El asesinato del presidente Jovenel Moïse, hecho que ha causado estupor mundial, se produce en medio de una fuerte crisis política y cuando faltan menos de tres meses para las elecciones presidenciales y legislativas convocadas para finales de septiembre.
De forma paralela, Haití atraviesa una profunda crisis en su economía y otra de seguridad, que se ha agravado por luchas territoriales entre bandas armadas que se lucran de la miseria de una población indefensa mediante las más variadas formas del delito, casi siempre con el contubernio de las autoridades.
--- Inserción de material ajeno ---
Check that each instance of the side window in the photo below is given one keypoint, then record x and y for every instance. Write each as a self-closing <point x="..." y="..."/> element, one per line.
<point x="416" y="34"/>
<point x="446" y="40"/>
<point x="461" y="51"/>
Es una “pesadilla indescriptible”, como lo calificaron en un comunicado conjunto hace varios meses las iglesias Episcopal, Protestante y Católica.

La situación actual en Haití, país que parece tierra de nadie y que visto desde fuera semeja una suerte de sálvese quien pueda, debe llevarnos a apretar el botón de alarma.

Y a nuestras autoridades a poner en tensión todos los recursos disponibles para garantizar la seguridad nacional.

No podemos despegar la vista de allí, porque la crisis política-económica-social se ahonda y se ha creado un peligroso vacío de poder.

Es una coyuntura tan peligrosa y compleja que no se puede descartar nada.

Pero si algo positivo puede sacarse de la tragedia, es que se presta para que de una vez y para siempre la comunidad internacional, liderada en este caso por los gobiernos de Estados Unidos, Francia y Canadá, se involucre en la solución de la problemática haitiana y se logre una salida de largo alcance que no se detenga en lo intermedio ni en lo transaccional.

Haití requiere de una intervención cuidadosa, firme y estratégica con una visión de futuro enfocada más en su gente que en los diferentes sectores de poder.

Vaya nuestra solidaridad con los hermanos haitianos, la que ha sido proverbial en toda circunstancia, y más en esta hora aciaga en que se ha llegado al extremo del magnicidio.